All in all, The advantages of using pathway analysis are that it improves statistical power in two ways; by aggregates counts of all the genes and genomic regions involved in a given cell mechanism, providing a higher number of counts, which makes statistical analyses more reliable and by reducing the dimensionality from tens of thousands of genes or millions of genomic regions (e.g., SNPs) to a much smaller number of “systems” or “pathways”.1

It also simplifies results as the analysis is phrased at the level of familiar concepts such as “cell cycle”. Better for publishing and can help identify potential causal mechanisms and drug targets. Or other types of experiment planning (e.g., identification of novel pathways). It also makes comparing results obtained from related, but different data easier and facilitates integration of diverse data types, such as genomics, transcriptomics and proteomics, which can all be mapped to the same pathways.
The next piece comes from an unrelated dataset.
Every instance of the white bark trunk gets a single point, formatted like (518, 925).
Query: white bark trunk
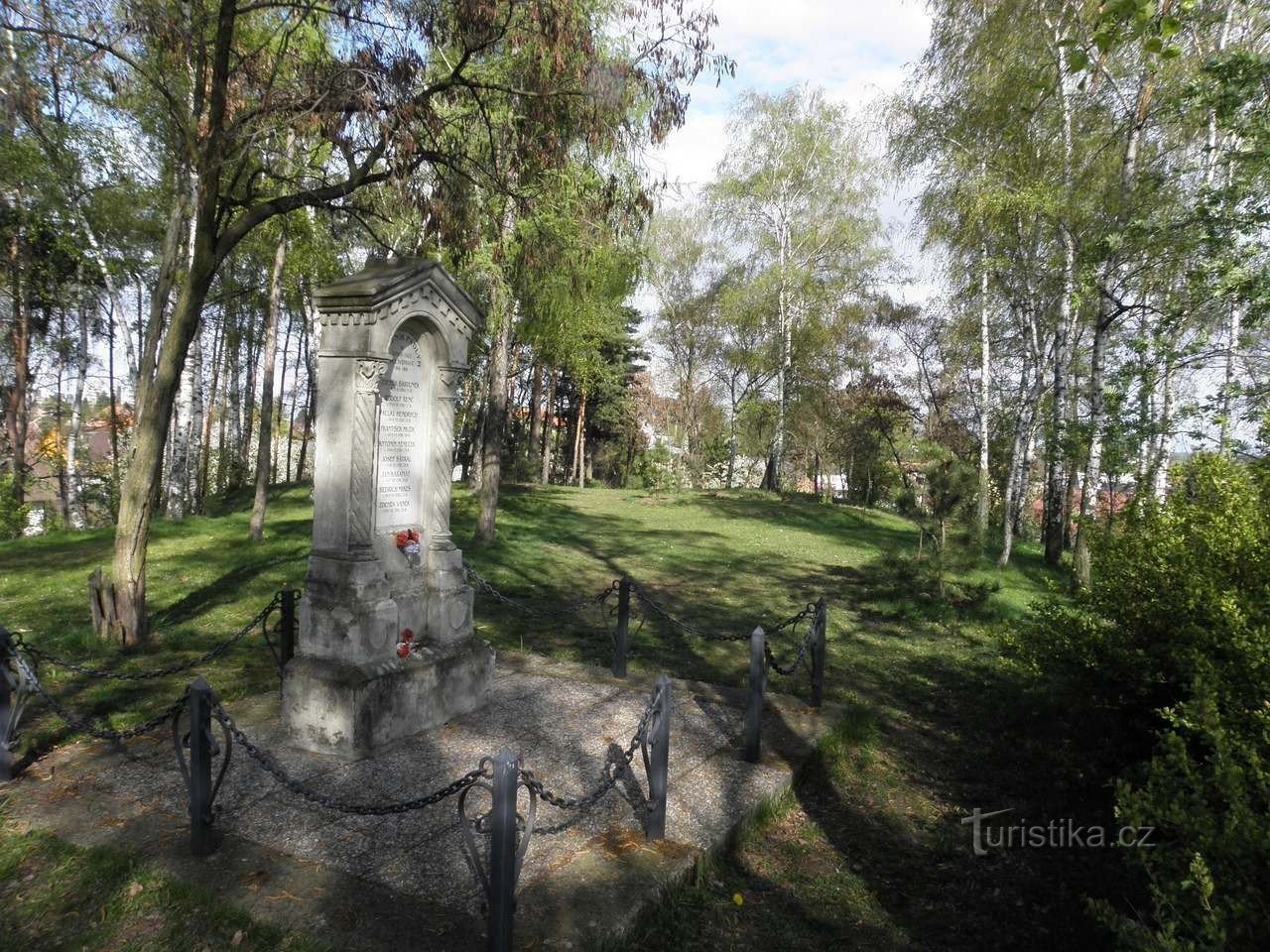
(73, 485)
Far from being a perfect technique and still consistently undergoing improvements it does come with it’s limitations such as a bias towards pathways in which multiple genes have strong biological signals. Pathways in which activity is controlled by only a few genes or not controlled by gene expression (e.g., by post-translational regulation) will never be observed as enriched. Pathway boundaries tend to be arbitrary, and different databases will disagree about which genes are involved in a given pathway. (Benefits of using multiple databases) Statistical bias toward larger pathways. Multi-functional genes that are highly ranked in the gene list may lead to enrichment of many different pathways, some of which are not relevant to the experiment. Biased toward well-known pathways. Pathway enrichment analysis ignores genes with no pathway annotations, the “dark matter of the genome”. Most enrichment analysis methods make unrealistic assumptions of statistical independence among genes as well as pathways. Some genes may always be co-expressed and some pathways have genes in common.
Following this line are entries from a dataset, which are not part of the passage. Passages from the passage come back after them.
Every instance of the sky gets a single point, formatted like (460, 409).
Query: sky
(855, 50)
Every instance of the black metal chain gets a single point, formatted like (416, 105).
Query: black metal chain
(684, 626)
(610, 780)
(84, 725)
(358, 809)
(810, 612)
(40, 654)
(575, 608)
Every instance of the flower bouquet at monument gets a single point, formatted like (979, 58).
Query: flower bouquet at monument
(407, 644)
  1. Reimand, J., Isserlin, R., Voisin, V., Kucera, M., Tannus-Lopes, C., Rostamianfar, A., … & Bader, G. D. (2019). Pathway enrichment analysis and visualization of omics data using g: Profiler, GSEA, Cytoscape and EnrichmentMap. Nature protocols, 14(2), 482-517.  2

  2. Xie, Z., Bailey, A., Kuleshov, M. V., Clarke, D. J., Evangelista, J. E., Jenkins, S. L., … & Ma’ayan, A. (2021). Gene Set Knowledge Discovery with Enrichr. Current Protocols, 1(3), e90.  2

  3. Raudvere, U., Kolberg, L., Kuzmin, I., Arak, T., Adler, P., Peterson, H., & Vilo, J. (2019). g: Profiler: a web server for functional enrichment analysis and conversions of gene lists (2019 update). Nucleic acids research, 47(W1), W191-W198. 

  4. Guma, E., do Couto Bordignon, P., Devenyi, G. A., Gallino, D., Anastassiadis, C., Cvetkovska, V., … & Chakravarty, M. M. (2021). Early or late gestational exposure to maternal immune activation alters neurodevelopmental trajectories in mice: an integrated neuroimaging, behavioural, and transcriptional study. Biological Psychiatry.